I wish I still had access to the Chicago Manual of Style; it looks like this would be covered in Chapter 6: https://www.chicagomanualofstyle.org/16/ch06/ch06_toc.html 😛 (but I no longer have my college-sponsored subscription, alas).

gnprice · 2021-07-13T22:31:58Z

src/message/fetchActions.js

+    } else {
+      logging.warn(e, {
+        message: 'Unexpected error during initial fetch and serverSettings fetch.',
+      });


We probably want to be aborting in this case too, right?

Basically it's an internal error in the app. But the user is probably better off getting kicked back to the account picker than having the loading screen continue indefinitely -- it means at least they can try again and see if the issue recurs, or try another account and see if they can at least use that.

gnprice · 2021-07-14T05:33:37Z

I think the apiErrors code doesn't quite work together properly with the existing code in that file. That existing code should change, I think, to handle this properly. I'll sketch out a version of how that could look, and either push some draft commits to this branch or send a PR.

OK, and sent #4896 for that.

As Greg points out [1]: > Basically it's an internal error in the app. But the user is > probably better off getting kicked back to the account picker than > having the loading screen continue indefinitely -- it means at > least they can try again and see if the issue recurs, or try > another account and see if they can at least use that. [1] zulip#4754 (comment)

chrisbobbe · 2021-07-15T19:29:49Z

Thanks for the review, and for #4896! Revision pushed.

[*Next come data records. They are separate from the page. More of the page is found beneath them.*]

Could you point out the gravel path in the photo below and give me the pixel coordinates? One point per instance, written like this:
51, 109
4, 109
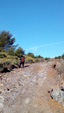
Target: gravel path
26, 90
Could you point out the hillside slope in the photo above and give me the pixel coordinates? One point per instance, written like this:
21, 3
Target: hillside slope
26, 90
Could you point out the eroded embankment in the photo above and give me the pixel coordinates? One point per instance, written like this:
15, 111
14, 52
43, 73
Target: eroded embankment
26, 90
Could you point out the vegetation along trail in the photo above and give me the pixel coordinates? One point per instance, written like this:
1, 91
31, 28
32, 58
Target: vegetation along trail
25, 90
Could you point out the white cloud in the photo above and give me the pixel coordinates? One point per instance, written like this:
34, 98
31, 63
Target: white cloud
36, 47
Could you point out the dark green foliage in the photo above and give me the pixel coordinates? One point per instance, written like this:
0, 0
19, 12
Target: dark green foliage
63, 56
11, 51
38, 56
58, 57
6, 40
47, 58
30, 60
31, 55
3, 55
1, 67
19, 52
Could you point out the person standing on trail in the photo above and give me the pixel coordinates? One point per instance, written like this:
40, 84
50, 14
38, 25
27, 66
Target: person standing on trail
22, 61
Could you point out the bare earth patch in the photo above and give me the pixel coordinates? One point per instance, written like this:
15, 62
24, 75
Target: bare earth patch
26, 90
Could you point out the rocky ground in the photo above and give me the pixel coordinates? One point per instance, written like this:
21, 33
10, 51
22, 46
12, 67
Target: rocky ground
29, 90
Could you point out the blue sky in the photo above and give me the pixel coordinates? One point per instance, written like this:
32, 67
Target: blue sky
37, 25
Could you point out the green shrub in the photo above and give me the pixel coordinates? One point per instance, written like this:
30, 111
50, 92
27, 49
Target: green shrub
1, 67
3, 55
31, 55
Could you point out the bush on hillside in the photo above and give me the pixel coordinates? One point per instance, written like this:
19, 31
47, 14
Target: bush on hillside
3, 55
31, 55
19, 52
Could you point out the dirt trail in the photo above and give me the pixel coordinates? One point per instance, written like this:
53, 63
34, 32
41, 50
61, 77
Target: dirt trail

We'll use this in `tryFetch`, in an upcoming commit, so that we can interrupt in-progress attempts to contact a server when they take too long. See discussion [1]. [1]: https://chat.zulip.org/#narrow/stream/243-mobile-team/topic/Stuck.20on.20loading.20screen/near/907693

To be dispatched when we want to give up on the initial fetch. It navigates to the 'accounts' screen so a user can try a different account and server. Logging out wouldn't be good; the credentials may be perfectly fine, and we'd like to keep them around to try again later. It sets `needsInitialFetch` to `false` [1], just like `INITIAL_FETCH_COMPLETE`, while retaining a different meaning than that action (i.e., that the fetch was aborted instead of completed). Setting `needsInitialFetch` to false is necessary to ensure that a subsequent initial fetch can be triggered when we want it to be. As also noted in 7caa4d0, `needsInitialFetch` is "edge-triggered". (That edge-triggering logic seems complex and fragile, and it would be nice to fix that.) See also discussion at https://chat.zulip.org/#narrow/stream/243-mobile-team/topic/Stuck.20on.20loading.20screen/near/907591.

…ch`. The TODO doesn't specifically mention that we want to retry on network-failure errors, but we do, so add that too. If we get some strange, totally unexpected error caused by a bug somewhere, we shouldn't continue the retry loop. Not only would that waste the user's time, but it means the error basically gets swallowed, and it makes it much harder for us to detect it and debug effectively. So, fail early on exceptions like that. See our doc on exception handling: https://github.com/zulip/zulip-mobile/blob/master/docs/style.md#catch-at-ui.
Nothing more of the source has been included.